L'arrestation des membres de la Licadho ce lundi 9 mai. Photo Licadho

Quatre membres de la Licadho, une association cambodgienne de défense des droits de l’homme, ainsi que quatre militants pour les droits au logement, ont été arrêtés lundi matin par les autorités. Détenus durant plusieurs heures, ils ont été relâchés dans la soirée sans qu’aucune charge ne soit retenue contre eux.

Ils portaient des tee-shirts noirs en ce premier lundi d’une campagne intitulée « lundi noir ! » visant à obtenir la libération de cinq de leurs collègues incarcérés la semaine dernière pour « subornation de témoin » dans l’affaire des relations extra-conjugales du numéro 2 de l’opposition (lire ici).

Depuis mars, cette affaire privée aux forts relents de coup monté est exploitée par le pouvoir pour museler ceux qui osent le critiquer.

Pour ce premier « lundi noir ! », la quarantaine de participants avait prévu de se rendre devant la Prison de Prey Sar à Phnom Penh où leurs collègues sont détenus. La veille, le ministère de l’intérieur avait interdit la manifestation au nom de « la paix et de la stabilité du pays ». Phay Siphan, le porte-parole du gouvernement n’avait pas hésité à comparer l’évènement à « une révolution de couleurs » et à « une rébellion urbaine » dont l’objectif était de mettre en péril les institutions de l’état.

Face à cette « menace inadmissible », les autorités ont barré lundi l’accès à la prison et ont stoppé les manifestants avant même qu’ils ne parviennent sur place. Quatre membres de la Licadho, parmi lesquels Kimsan Thav, son directeur-adjoint et deux consultants étrangers de l’ONG, l’allemand Mathias Pfeifer et la suédoise Anna Maria Pettersson, ont été interpellés. Quatre autres militants pour les droits au logement ont également été arrêtés parmi lesquels Sarom Ee, le directeur de l’association Sahmakum Teang Tnaut. Interrogés durant plusieurs heures, ils ont finalement été tous relâchés dans la soirée après avoir signé un document dans lequel ils s’engageaient à mettre un terme à la campagne du « lundi noir! ».

A l’approche des élections communales de 2017 et des législatives de 2018, le gouvernement semble bien décidé à faire taire toutes voix dissidentes. Une vingtaine d’opposants sont déjà sous les verrous depuis le mois d’août, des membres ou des sympathisants de l’opposition mais aussi, plus récemment, des défenseurs des droits de l’homme et des utilisateurs de Facebook.  Les poursuites judiciaires se multiplient, un jour contre un commentateur politique, un autre jour contre le N°2 de l’opposition, un autre jour encore contre un employé de l’ONU.

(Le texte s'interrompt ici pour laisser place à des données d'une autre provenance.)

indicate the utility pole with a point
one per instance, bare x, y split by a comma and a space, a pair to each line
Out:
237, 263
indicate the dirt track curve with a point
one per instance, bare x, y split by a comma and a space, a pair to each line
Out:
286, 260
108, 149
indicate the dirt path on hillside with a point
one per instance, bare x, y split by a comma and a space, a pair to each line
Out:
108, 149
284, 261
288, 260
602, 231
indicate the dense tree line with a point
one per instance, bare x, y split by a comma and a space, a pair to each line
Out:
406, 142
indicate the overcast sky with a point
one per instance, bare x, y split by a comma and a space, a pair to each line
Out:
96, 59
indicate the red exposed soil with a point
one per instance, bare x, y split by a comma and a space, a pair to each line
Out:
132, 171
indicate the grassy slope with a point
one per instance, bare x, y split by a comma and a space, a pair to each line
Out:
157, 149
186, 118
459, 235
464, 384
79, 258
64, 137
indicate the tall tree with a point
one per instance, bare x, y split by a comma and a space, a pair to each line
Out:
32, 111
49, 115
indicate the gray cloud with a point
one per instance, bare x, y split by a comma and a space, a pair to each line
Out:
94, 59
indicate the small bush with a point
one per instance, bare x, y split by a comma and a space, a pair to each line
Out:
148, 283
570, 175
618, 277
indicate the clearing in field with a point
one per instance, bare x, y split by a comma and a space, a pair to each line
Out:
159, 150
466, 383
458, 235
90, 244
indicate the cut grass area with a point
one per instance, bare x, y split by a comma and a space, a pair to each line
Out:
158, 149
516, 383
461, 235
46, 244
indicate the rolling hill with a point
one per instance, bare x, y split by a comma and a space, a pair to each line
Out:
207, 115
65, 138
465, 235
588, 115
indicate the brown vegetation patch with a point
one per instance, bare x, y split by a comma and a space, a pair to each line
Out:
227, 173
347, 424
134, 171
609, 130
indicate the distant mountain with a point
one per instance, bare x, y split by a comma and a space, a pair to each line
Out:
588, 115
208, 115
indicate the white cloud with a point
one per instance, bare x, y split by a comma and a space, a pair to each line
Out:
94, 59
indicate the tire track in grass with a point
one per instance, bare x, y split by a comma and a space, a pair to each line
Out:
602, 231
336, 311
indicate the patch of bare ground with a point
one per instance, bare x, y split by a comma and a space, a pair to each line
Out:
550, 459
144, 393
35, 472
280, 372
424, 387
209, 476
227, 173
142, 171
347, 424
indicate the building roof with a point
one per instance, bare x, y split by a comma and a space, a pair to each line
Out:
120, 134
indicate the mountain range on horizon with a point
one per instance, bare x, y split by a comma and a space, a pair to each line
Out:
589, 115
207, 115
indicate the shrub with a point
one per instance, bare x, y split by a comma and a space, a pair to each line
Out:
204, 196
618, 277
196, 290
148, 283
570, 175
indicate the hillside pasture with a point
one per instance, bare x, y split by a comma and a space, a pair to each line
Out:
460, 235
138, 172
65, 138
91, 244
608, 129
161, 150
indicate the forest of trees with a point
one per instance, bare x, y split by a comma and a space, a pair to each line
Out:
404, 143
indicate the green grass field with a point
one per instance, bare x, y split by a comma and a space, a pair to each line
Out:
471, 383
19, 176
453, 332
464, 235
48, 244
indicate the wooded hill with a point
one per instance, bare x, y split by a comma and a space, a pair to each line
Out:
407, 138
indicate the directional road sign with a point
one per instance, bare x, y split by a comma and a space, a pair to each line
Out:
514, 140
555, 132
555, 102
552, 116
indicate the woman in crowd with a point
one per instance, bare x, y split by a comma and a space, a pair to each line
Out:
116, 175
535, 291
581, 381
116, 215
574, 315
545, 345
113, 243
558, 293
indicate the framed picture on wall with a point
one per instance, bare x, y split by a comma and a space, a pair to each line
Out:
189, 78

Guidé par cette farouche volonté de conserver la main mise sur le pays, le Premier ministre Hun Sen, au pouvoir depuis 31 ans, accuse les uns et les autres de fomenter des complots, de préparer une « révolution de couleurs »,  « d’inciter au chaos » ou de « menacer la paix sociale ». Au fil des ans, cette tactique de la carotte et du bâton est devenue sa marque de fabrique. Depuis les législatives de juillet 2013 à l’issue desquelles le Parti populaire cambodgien (PPC) qu’il dirige a pourtant encaissé un recul historique face à l’opposition, ses méthodes demeurent inchangées.

Il y a quelques mois seulement, Hun Sen a ouvert un compte Facebook, censé lui permettre de gagner l’adhésion d’une jeunesse qui lui avait tourné le dos lors de ce dernier scrutin.  Ici, tout sourire, il câline ses petits-enfants et se fait photographier, rigolard, au milieu de ses admirateurs. Là, le visage fermé, il pointe un doigt menaçant sur  les commentateurs ou les utilisateurs des réseaux sociaux qui osent le défier.

Au vu de ce jeu de miroir changeant, il reste bien difficile d’imaginer ce qui se trame derrière les vitres sans tain du pouvoir.
Hun Sen envisage-t-il, comme certains le prédisent, d’annuler purement et simplement les élections en supprimant le vernis démocratique qui subsiste dans le pays?
La relaxe ce lundi des huit manifestants interpellés semble contredire cette thèse. Plus probablement continuera-t-il dans les mois à venir de pratiquer ce subtil et périlleux exercice d’équilibriste qui lui a permis de se maintenir au pouvoir au terme de cinq élections.